# Integrated Solutions to Complex Problems

**Vanessa Spedding, Scientific Computing World
(December 1996) 3.**
Stephen Wolfram, pioneer in the field of complex systems research, creator
of the

*Mathematica*software environment and president and CEO of the USA's Wolfram Research, spoke to Vanessa Spedding about the changing face of technical computing.

**Q:**
What inspired your ideas in technical computing?

**A:**
I was working in particle physics where a lot of the problems involved
complicated calculations. I tried to use existing computer tools for doing
these, but grew frustrated with them and decided to build better tools that
would help make more efficient use of time.

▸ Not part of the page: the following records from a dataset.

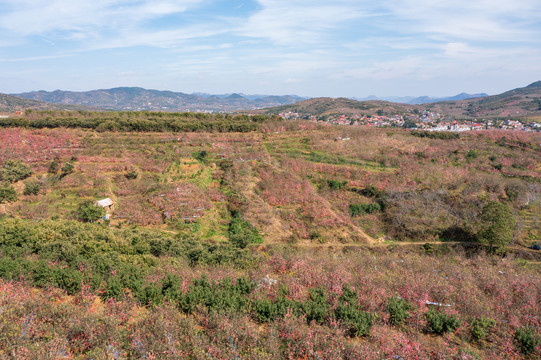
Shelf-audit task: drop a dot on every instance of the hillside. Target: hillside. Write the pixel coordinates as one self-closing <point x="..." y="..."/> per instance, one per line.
<point x="288" y="240"/>
<point x="134" y="98"/>
<point x="331" y="106"/>
<point x="10" y="104"/>
<point x="520" y="102"/>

I had developed the SMP computer algebra system by 1981, but then moved on to complex systems research. Here I was dealing with what I view to be one of the most fundamental questions in science: how did nature produce all this complexity and what tools could we build that could help deal with such problems?

**Q:**
How did this lead to *Mathematica?*

**A:**
I needed to do lots of calculations and complicated experiments. I was
analysing how I spent my time—the majority of it was spent thinking what
to do and cobbling together programs and tools that would enable me to do
it. I realized it would be nice to have a unified, integrated system to do
everything: graphics, algebraic calculations, documents and so on. The
main conceptual achievement was that symbolic processing could be the
underlying foundation. Nature's complexity inspired the idea that
computational systems could parallel intellectual activity.

**Q:**
How has the program changed?

**A:**
Creating *Mathematica* has been a continuous process. I'm proud of the fact
that there were very few mistakes in the underlying structure of the first
version: you can run Version 1 programs in Version 3. The second version
deepened the program—it took its capabilities further. Version 3 adds
more depth and also broadens it. You can now add programmable documents
and do mathematical typesetting, for example.

**Q:**
Where is it going next?

**A:**
*Mathematica* is a unique product. It is more general than other technical
software; most of the competition comes from Fortran. I predict that more
and more programs will be written in *Mathematica* rather than in Fortran
until the replacement of Fortran is complete. *Mathematica* will reach out
to the point where more practitioners will make use of it in their
technical work. The interface will not evolve much more over the next 10
years: there will be refinements, but the notebook interface, with its
interactive, on-line documents, presents a natural way of working.